Staying safe with smartphones

Smartphones are one of those devices we just assume is safe and works, but there are a lot of hidden risks to owning a smartphone. Phones today are at the brink of being almost as powerful as a modern day computer and combined with them containing tonnes of our private information, there are several reasons why they are juicy targets for criminals.

A big problem with smartphones today is mostly unique to Android devices, once their warranty is up and even sometimes before, the company who built the phones will flat out abandon them and stop making security updates for them. Considering that updates is one of the biggest ways to make sure your device is safe, this is a problem in itself. There are only a couple of limited ways to fix this though, one is to switch to a company that does keep their phones updated for years after release, install an open Operating System on it (probably not for you, as this is very difficult) or simply buy a newer more recently updated phone.
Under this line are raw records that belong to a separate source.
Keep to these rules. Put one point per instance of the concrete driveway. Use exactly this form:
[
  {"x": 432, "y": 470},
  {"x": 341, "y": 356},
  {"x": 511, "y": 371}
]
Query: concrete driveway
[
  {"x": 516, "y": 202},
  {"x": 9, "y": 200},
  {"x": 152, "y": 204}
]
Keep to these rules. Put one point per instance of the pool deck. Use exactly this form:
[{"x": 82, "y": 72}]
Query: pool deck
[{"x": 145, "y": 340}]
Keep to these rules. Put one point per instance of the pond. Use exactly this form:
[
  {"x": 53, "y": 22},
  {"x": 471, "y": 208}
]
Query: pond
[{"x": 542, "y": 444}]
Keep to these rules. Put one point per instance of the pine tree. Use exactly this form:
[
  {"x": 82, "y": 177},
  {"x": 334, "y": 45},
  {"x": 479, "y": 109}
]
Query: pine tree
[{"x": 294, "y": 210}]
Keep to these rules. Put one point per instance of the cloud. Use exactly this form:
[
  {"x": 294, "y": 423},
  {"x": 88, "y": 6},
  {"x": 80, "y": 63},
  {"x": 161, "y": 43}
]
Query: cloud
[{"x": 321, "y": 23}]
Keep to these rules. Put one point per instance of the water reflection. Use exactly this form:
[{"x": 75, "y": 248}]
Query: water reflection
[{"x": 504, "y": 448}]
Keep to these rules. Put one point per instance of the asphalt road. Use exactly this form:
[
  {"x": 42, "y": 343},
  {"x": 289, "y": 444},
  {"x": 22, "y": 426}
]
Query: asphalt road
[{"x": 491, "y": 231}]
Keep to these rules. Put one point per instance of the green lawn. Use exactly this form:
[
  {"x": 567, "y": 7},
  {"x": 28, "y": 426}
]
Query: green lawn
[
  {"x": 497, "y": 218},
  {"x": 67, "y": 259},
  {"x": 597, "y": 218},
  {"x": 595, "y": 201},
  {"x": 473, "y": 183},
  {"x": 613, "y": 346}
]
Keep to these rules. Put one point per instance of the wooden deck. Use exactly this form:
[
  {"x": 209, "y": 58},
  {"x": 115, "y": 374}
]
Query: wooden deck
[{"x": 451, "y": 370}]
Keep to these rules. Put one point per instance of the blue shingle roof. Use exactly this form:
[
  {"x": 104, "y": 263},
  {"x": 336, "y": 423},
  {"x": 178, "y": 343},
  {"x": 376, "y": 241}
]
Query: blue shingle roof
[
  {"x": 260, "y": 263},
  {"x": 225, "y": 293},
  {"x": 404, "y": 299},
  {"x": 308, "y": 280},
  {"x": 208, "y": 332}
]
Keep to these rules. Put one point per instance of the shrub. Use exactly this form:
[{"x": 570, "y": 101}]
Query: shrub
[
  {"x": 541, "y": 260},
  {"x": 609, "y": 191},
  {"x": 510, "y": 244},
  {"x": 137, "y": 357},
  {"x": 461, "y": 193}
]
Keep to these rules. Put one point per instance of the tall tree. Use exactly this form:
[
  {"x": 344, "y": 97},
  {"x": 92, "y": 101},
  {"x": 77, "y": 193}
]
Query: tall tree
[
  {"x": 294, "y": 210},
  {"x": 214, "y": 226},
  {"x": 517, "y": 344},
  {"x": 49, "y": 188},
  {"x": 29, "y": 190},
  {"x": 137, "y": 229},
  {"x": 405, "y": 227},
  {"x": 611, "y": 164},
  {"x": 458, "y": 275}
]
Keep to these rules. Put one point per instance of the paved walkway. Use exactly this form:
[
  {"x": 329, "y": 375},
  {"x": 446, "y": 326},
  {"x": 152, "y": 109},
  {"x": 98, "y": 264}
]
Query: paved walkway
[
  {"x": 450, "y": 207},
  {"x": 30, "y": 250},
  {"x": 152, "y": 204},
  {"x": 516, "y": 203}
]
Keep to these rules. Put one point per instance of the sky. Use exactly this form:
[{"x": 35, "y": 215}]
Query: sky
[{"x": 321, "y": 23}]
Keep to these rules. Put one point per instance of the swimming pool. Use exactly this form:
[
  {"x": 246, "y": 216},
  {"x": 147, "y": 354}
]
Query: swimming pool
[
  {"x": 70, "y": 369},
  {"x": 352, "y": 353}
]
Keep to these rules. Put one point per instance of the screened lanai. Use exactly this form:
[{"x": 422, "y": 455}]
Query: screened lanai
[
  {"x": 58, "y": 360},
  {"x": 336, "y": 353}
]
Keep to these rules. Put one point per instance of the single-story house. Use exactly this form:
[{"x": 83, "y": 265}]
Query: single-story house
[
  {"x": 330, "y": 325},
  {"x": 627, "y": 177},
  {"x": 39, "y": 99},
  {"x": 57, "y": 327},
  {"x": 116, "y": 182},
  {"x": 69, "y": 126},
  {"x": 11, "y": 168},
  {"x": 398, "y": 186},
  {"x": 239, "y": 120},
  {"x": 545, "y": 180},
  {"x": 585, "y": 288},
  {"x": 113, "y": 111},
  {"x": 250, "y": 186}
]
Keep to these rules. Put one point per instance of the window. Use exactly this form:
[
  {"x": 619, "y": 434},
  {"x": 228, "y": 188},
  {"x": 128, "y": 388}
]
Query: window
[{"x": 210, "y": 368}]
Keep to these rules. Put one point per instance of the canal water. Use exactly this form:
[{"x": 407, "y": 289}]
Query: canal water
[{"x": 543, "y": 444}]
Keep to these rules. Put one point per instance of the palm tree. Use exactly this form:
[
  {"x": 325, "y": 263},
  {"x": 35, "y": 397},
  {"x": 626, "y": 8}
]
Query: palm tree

Unfortunately most of the options I mentioned really sucks and critical system errors are usually rare on modern phones, so the second best thing you can do is to make sure your apps are all up to date. App development goes rather quickly and an range in several updates a week, but this also means that problems appear and get fixed with a few days notice, which means running an old app can make it extremely vulnerable to known issues.

Android Smartphone
Apps who stream music can even be vulnerable

Another good way to stay safe when out and about, is to use a VPN on a daily basis, not just for wifi safety, as cellular networks have time and again proven to be unsafe and unreliable. In general, being mindful of what you access on what network and especially in public areas is of big importance. Not just because of public networks, but because a lot of your private information can be seen on screen as well. This is also why you should try and stick to home banking while actually at home and the same applies for doing your taxes or social benefits.

The thing to keep in mind is always that your phone is more important than your wallet, because it contains most of the information in your wallet, plus a bunch of extra information. This is also why it is important to remove files you don’t need from your phone, having old pdf’s with your social security number in them or word documents with account numbers in them, are very high risk.

The last good tip is to use encryption to encrypt the data inside your phone, so even if your phone gets stolen, the data can’t be accessed directly. I sadly can’t really tell you how to do this though, as most different manufacturers puts this feature in different places and some omit it entirely. This by extension brings us to the way you unlock your phone, using swiping, face recognition or other fun and easy unlocks are big risks, swiping can be guessed in a few tries and face recognition can be beaten with a piece of paper. The only real ones to trust is password protection or real bio metrics like fingerprints or iris scanners.